目先の訪日客頼みにシフトして身近な国内客を蔑ろにしてきた大半の地方観光や地方自治体の責任は大きい。旅の醍醐味や魅力を国内客に丁寧に発信してこなかったツケが、コロナ禍で表面化しただけだ。
行き詰まれば外部環境に原因を求める間違いを犯していることに気づかないと観光どころか地方が消滅するだろう。
本事業が動く前に各地ではオリジナルの取り組みが行われている。
地方自治体だけでなく、観光業者自ら連携して動いている。それらは良く考えられた取り組みだ。
例えば伊豆市修善寺「対山荘」の石田学氏が企画した「愛LOBE伊豆旅」プロジェクトは、助成金など貰わずに宿泊施設や飲食店、お土産店、ガソリンスタンドほか地域の様々な関係者と手を繋ぎ「おもてなし」をしている。

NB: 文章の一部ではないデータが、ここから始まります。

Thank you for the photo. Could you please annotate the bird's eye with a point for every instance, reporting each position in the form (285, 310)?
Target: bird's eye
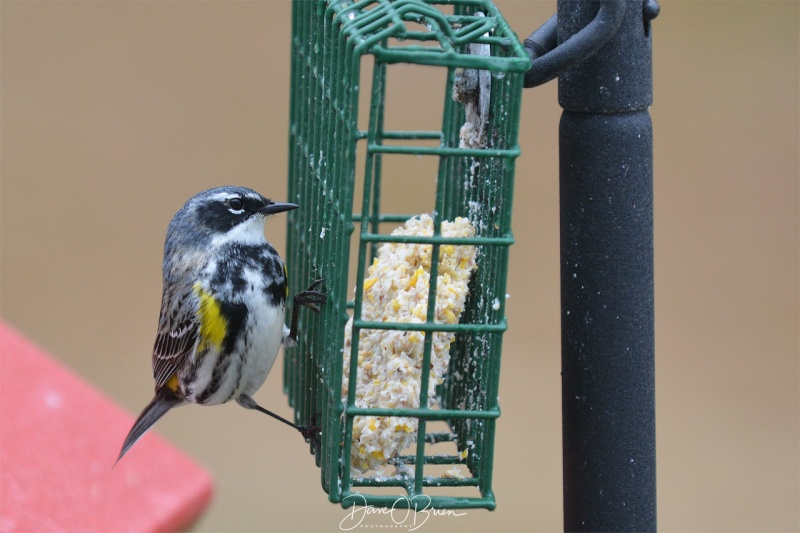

地方は国の考え方に追随したり、落ちてくる交付金を当てにするのではなく、自ら考え、自ら行動することで住民を救うことが重要だ。
Go toトラベルに過度に期待せず、地域を作り直すつもりで、いかに観光を基軸に「まちそだて」をしていくことだろう。
良い成果を出したいのであれば「信頼」と「安心」しかないことを再度肝に銘じよう。